SINGAPORE/LONDON - Global stocks fell on Friday and the dollar slid after a brutal week marked by the eruption of an all-out trade war and a bond market selloff that has ignited fears of recession and shaken confidence in US assets.

The dollar slid to its lowest in 10 years against the Swiss franc and a six-month low against the yen as investors sought other safe haven assets. The euro surged 1.7 percent to $1.13855, a level last seen in February 2022 and gold, seen as a safe asset during times of crisis, hit another record high.

Investors are grappling with worries over the escalating Sino-US trade war after US President Donald Trump ratcheted up tariffs on Chinese imports, raising them effectively to 145 percent.

The selloff in US Treasuries picked up pace during Asian hours, with the 10-year note yield rising to 4.45 percent, gaining about 45 basis points in the week, the biggest increase since 2001, LSEG data showed.

"There's clearly an exodus from US assets. A falling currency and bond market is never a good sign," said Kyle Rodda, senior financial markets analyst at Capital.com. "This goes beyond pricing in a growth slowdown and trade uncertainty."

In Europe, stocks pared early gains, leaving the STOXX 600 down nearly 1 percent on the day and set for a 1.7 percent drop this week, one of its most volatile on record.

In Asia, Japan's Nikkei tumbled 4.3 percent on the day, while stocks in South Korea fell nearly 1 percent.

US Treasury Secretary Scott Bessent tried to assuage sceptics by telling a cabinet meeting on Thursday that more than 75 countries wanted to start trade negotiations. Trump himself expressed hope of a deal with China.

But James Athey, fixed income manager at Marlborough, said the outlook remains clouded in more uncertainty than it did a month ago. "There are still so many unanswered and unanswerable questions."

US futures for the S&P 500 and Nasdaq were mostly flat on the day, but trading was highly erratic, with both having traded down as much as 2 percent earlier before rallying as much as 1.6 percent.

The anxiety about tariffs has sparked a renewed rush into safe havens, after a brief but massive relief rally following Trump's move on Wednesday to temporarily lower tariffs on many countries.

"The short-term outlook for global risk assets remains uncertain given growth and inflation concerns, fluid sentiments and fast-changing developments on the trade and tariff fronts," said Vasu Menon, managing director of investment strategy at OCBC Bank in Singapore.

Recession fears

A violent US Treasury selloff this week, evoking the COVID-era "dash for cash", has reignited fears of fragility in the world's biggest bond market.

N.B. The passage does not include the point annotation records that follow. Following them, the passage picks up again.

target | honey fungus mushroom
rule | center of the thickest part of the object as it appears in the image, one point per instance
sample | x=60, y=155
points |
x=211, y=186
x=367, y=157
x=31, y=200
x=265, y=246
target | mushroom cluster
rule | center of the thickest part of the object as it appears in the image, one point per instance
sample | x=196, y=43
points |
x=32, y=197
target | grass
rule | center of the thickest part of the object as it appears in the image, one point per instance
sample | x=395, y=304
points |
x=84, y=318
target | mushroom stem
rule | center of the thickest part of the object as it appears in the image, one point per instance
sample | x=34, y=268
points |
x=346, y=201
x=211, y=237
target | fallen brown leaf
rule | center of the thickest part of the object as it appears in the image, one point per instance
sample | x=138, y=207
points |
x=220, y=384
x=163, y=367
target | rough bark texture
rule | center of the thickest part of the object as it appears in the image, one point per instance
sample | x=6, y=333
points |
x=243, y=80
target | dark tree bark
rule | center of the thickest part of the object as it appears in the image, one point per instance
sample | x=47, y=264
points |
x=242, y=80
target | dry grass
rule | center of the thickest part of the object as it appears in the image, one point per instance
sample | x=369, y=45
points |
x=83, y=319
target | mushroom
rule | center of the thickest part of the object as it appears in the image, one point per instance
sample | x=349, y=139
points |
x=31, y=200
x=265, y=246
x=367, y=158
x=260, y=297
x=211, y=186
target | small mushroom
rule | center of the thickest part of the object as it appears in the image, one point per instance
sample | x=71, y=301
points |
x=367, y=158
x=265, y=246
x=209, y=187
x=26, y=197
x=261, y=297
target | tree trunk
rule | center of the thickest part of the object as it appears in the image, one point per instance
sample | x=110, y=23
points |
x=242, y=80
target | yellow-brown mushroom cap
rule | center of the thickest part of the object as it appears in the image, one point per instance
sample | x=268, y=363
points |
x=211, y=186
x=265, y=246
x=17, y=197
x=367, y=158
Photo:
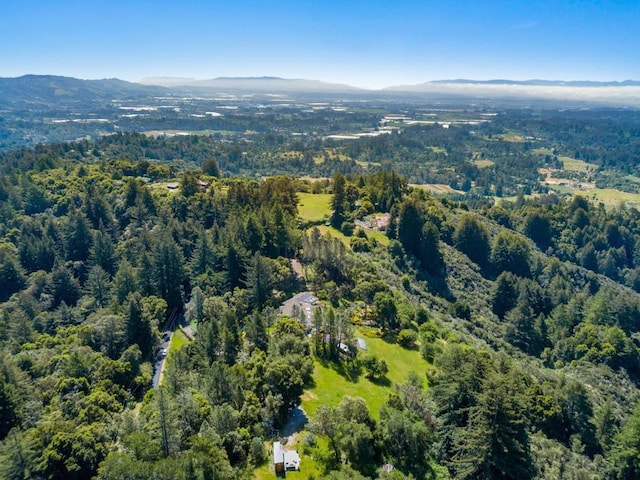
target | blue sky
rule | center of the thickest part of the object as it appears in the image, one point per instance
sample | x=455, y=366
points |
x=364, y=43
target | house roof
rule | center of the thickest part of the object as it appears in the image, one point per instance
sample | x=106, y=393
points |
x=278, y=453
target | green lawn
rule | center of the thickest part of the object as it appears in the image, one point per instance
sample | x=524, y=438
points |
x=314, y=207
x=612, y=197
x=332, y=383
x=574, y=165
x=379, y=237
x=335, y=233
x=178, y=340
x=309, y=468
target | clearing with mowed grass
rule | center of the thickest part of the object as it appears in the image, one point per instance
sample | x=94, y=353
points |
x=333, y=381
x=314, y=207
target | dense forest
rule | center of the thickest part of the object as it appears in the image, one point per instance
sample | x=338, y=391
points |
x=524, y=313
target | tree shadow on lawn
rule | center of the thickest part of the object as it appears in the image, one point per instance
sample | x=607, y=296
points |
x=381, y=382
x=350, y=371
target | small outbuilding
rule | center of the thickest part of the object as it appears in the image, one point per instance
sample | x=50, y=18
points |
x=278, y=458
x=284, y=460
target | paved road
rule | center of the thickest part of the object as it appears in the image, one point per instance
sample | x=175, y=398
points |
x=159, y=361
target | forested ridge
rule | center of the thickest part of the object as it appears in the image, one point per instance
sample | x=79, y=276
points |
x=525, y=312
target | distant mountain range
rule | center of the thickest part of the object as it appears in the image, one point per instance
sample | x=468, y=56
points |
x=252, y=83
x=544, y=83
x=37, y=92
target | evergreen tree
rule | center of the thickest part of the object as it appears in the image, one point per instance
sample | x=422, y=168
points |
x=169, y=271
x=471, y=238
x=511, y=253
x=12, y=278
x=339, y=201
x=259, y=280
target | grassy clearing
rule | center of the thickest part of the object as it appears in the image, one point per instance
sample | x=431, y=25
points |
x=542, y=151
x=332, y=382
x=437, y=149
x=309, y=468
x=178, y=340
x=335, y=233
x=510, y=137
x=314, y=207
x=379, y=237
x=613, y=198
x=331, y=154
x=437, y=188
x=483, y=163
x=574, y=165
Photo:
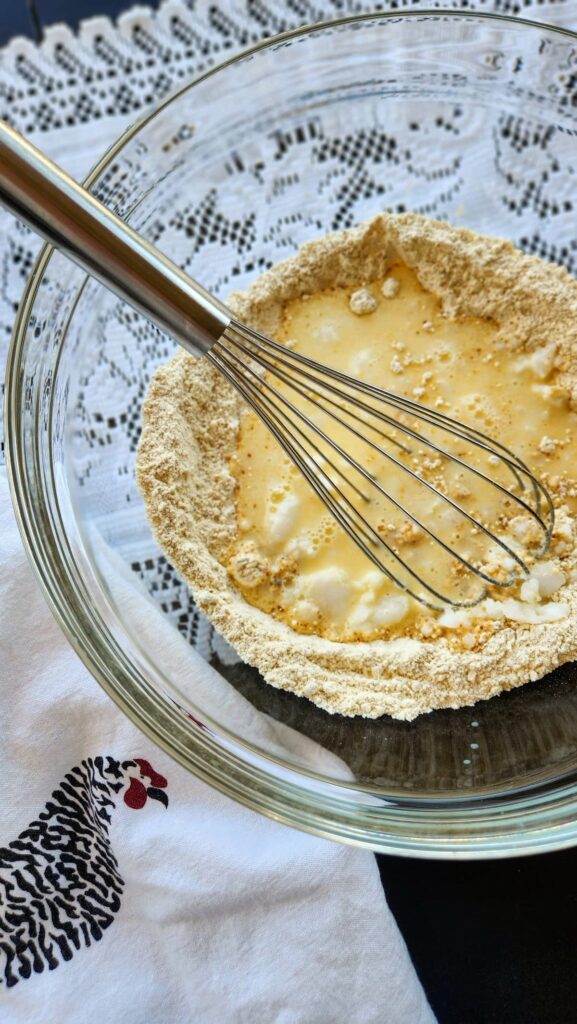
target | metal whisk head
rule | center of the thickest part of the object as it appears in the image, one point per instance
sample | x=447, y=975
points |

Thirty-year bond yields rose to 4.90 percent, on course for their biggest weekly jump since at least 1982, LSEG data showed.

"What we are seeing in US bond markets is not currently about inflation concerns," said Michael Krautzberger, Global CIO Fixed Income at Allianz Global Investors.

Krautzberger said the price action in Treasuries could be reflecting investor fears that a sharp growth slowdown, or recession, "makes an already unsustainable US fiscal outlook even worse."

"On the other hand, we could just be witnessing a rebalancing among institutional investors or a deleveraging from levered funds."

In commodities, gold hit another record high, rising 1.1 percent to $3,210 an ounce.

Oil prices rose on Friday, but still headed for a second straight week in the red on concerns about a prolonged trade war between the United States and China. Brent crude futures were last up 1 percent at $63.97 a barrel.